Habíamos llegado al momento para el que habíamos ido allí. De los cuatro que estábamos en la habitación, Wintle era el único, sospechaba yo, que no se daba cuenta de ello, pues los pálidos ojos de O’Mara se habían alzado hacia el rostro de Ned y le contemplaban con dispéptica astucia.
Ned empezó por los nombres que ya tenía descartados, como habría hecho yo. Los había señalado en verde en la lista. Dos de ellos se sabía que habían muerto y un tercero había caído en desgracia. Estaba poniendo a prueba la memoria de Wintle, haciéndole entrenarse para cuando llegase el momento realmente importante.
¿Sergey?, exclamó Wintle. ¡Dios mío, sí, Sergey! ¿Pero cuál era apellido? ¿Popov? ¿Popovich? ¡Eso, Protopopov! ¡Sergey Protopopov, ingeniero especialista en combustibles!
Ned continuó estimulándole pacientemente, tres nombres, luego un cuarto, guiando su memoria, ejercitándola.
—Bueno, y ahora piense en él unos momentos antes de volver a decir que no. ¿Realmente no? Muy bien. Probemos con Savelyev.
—¿Cómo?
Observé que la memoria de Wintle tropezaba con las dificultades de todos los ingleses para retener apellidos rusos. Prefería nombres propios a los que podía dar una versión inglesa.
—Savelyev —repitió Ned. Reparé de nuevo en los ojos de O’Mara fijos en él. Ned miró el informe que tenía en la mano, con aire de indiferencia quizás algo excesivo—. Eso es, Savelyev —lo deletreó—. «Joven, idealista, locuaz, se consideraba a sí mismo un humanitario. Trabajaba en partículas, formado en Leningrado». Ésas fueron sus palabras según el comandante Vauxhall, hace todo ese tiempo. ¿Algo más que yo pueda añadir? ¿No se habrá mantenido en contacto con él, por ejemplo? ¿Con Savelyev?
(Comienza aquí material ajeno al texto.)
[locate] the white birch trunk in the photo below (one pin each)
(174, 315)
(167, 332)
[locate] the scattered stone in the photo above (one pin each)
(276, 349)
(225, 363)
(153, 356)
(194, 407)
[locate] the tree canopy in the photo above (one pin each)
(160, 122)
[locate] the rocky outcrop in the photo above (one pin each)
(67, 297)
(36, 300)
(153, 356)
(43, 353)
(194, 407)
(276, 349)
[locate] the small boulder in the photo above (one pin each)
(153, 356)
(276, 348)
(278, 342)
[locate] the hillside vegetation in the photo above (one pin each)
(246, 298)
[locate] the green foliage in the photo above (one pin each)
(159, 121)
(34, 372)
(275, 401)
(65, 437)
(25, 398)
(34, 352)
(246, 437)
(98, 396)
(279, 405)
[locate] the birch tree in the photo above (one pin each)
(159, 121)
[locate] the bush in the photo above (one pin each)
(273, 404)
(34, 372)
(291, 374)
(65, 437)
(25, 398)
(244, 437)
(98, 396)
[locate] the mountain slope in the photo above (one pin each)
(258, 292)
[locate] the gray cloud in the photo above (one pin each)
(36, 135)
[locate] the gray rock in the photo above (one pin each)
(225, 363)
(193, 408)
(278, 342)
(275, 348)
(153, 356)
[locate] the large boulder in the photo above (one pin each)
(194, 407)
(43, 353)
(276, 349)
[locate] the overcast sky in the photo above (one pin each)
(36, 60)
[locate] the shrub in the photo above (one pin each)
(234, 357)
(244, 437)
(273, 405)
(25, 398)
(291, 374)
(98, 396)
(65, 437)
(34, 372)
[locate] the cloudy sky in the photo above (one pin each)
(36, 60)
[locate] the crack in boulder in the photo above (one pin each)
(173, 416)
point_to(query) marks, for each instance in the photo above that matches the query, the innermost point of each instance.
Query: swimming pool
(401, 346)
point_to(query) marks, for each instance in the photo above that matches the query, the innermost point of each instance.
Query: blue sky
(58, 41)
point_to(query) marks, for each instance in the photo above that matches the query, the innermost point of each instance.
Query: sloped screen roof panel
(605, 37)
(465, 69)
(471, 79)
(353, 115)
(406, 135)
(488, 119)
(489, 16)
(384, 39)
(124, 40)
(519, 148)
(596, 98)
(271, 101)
Wintle estaba sonriendo, maravillado.
—¿O sea que ése era el nombre? ¿Savelyev? Vaya, que me ahorquen. Lo había olvidado, ya ve. Para mí, sigue siendo Yakov.
—Estupendo. Yakov Savelyev. ¿Recuerda su patronímico?
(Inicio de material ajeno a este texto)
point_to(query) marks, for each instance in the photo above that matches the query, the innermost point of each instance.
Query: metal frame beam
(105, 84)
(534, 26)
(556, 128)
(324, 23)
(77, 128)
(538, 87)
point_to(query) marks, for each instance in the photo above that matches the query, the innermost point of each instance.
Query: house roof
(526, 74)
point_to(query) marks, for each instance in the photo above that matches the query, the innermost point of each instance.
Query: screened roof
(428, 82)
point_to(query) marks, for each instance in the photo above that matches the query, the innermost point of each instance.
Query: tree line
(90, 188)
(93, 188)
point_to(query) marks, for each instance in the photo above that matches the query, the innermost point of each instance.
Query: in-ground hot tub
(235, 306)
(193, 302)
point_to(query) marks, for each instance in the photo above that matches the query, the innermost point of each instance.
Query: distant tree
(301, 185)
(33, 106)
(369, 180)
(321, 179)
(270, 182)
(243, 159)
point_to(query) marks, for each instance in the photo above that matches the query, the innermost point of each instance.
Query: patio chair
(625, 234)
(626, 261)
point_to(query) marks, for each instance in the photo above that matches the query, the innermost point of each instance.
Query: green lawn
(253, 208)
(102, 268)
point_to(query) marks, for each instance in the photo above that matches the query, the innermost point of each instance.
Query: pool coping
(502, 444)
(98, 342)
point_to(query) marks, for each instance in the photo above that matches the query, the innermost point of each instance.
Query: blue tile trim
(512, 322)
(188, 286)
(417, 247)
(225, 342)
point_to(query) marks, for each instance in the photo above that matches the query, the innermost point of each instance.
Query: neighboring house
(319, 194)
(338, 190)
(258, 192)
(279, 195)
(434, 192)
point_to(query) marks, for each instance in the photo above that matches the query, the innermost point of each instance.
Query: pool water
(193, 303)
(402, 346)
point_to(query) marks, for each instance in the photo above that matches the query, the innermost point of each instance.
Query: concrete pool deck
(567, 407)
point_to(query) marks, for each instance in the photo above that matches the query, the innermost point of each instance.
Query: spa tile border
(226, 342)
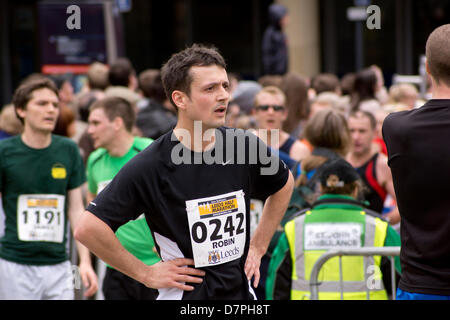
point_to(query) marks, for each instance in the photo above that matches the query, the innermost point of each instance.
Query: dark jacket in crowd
(154, 120)
(274, 45)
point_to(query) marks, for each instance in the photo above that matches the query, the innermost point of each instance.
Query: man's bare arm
(273, 212)
(384, 176)
(101, 240)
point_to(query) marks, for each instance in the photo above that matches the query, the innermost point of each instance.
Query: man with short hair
(370, 164)
(154, 118)
(270, 113)
(40, 182)
(198, 212)
(110, 124)
(417, 144)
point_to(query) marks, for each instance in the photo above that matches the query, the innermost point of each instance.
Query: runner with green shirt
(110, 124)
(41, 176)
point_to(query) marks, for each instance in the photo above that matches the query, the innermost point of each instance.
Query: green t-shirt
(135, 235)
(34, 184)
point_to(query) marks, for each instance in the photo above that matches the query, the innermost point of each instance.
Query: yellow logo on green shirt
(59, 171)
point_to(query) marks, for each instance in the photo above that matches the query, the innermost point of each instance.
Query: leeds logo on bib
(217, 228)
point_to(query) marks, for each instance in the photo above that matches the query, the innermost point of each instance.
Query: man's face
(41, 112)
(362, 135)
(270, 111)
(209, 96)
(100, 128)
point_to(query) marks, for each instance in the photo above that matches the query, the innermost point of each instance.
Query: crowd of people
(326, 131)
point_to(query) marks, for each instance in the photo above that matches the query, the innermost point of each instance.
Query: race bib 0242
(40, 217)
(217, 228)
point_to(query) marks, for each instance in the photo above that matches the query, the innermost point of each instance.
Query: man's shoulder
(142, 142)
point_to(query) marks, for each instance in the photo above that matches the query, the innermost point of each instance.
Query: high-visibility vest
(305, 249)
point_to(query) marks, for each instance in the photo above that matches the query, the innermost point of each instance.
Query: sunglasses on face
(266, 107)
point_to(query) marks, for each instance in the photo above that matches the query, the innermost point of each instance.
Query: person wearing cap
(335, 221)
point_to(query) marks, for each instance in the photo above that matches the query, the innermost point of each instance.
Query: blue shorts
(403, 295)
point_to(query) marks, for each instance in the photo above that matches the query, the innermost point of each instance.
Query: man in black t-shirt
(419, 157)
(195, 193)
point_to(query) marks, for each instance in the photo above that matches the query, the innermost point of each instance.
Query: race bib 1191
(217, 228)
(40, 217)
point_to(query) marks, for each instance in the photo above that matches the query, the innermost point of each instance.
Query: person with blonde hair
(329, 135)
(405, 94)
(9, 124)
(295, 87)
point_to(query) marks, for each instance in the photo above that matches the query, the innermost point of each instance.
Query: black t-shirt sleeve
(393, 135)
(121, 200)
(269, 173)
Wintle negó con la cabeza, sin dejar de sonreír.
—¿Algo que añadir a su primitiva descripción?
Tuvimos que esperar. Wintle tenía un sentido del tiempo diferente del nuestro. Y, a juzgar por su sonrisa, un diferente sentido del humor.
—Era un tipo muy sensible, Yakov. No se atrevía a hacer sus preguntas en el pleno. Tenía que quedarse al terminar y le estiraba a uno de la manga. «Discúlpeme, señor, pero ¿qué opina usted de tal y tal cosa?». Y buenas preguntas, oiga. Un hombre muy culto, a su manera, según dicen. Tengo entendido que hizo muy buen papel en alguna de las lecturas poéticas. Y el arte se nota.
Wintle titubeó unos instantes, y temí que se dispusiera a inventar, que es lo que muchos suelen hacer cuando se han quedado sin información pero que quieren conservar su ascendiente. Mas, para mi alivio, estaba, simplemente, recuperando recuerdos de su almacén… o, mejor dicho, extrayéndolos del éter con sus erguidos dedos.
—Yakov siempre estaba yendo de un grupo a otro —dijo, con la misma irritante sonrisa de superioridad—. Manteniéndose al borde de una discusión, muy atento. Encaramado en el borde de una silla. Había algún misterio acerca de su padre, nunca supe de qué se trataba. Dicen que era también un científico, pero que había sido ejecutado. Bueno, muchos científicos lo fueron, ¿no? Los mataban como moscas. He leído cosas al respecto. Si no los mataban, los mantenían en la cárcel. Tupolev, Petliakov, Korolev…, algunas de sus más destacadas figuras de la tecnología aeronáutica diseñaron en la cárcel sus mejores modelos. Ramzin inventó en la cárcel una nueva caldera para máquinas térmicas. Su primera unidad de investigación en el campo de los cohetes se constituyó en la cárcel. La dirigía Korolev.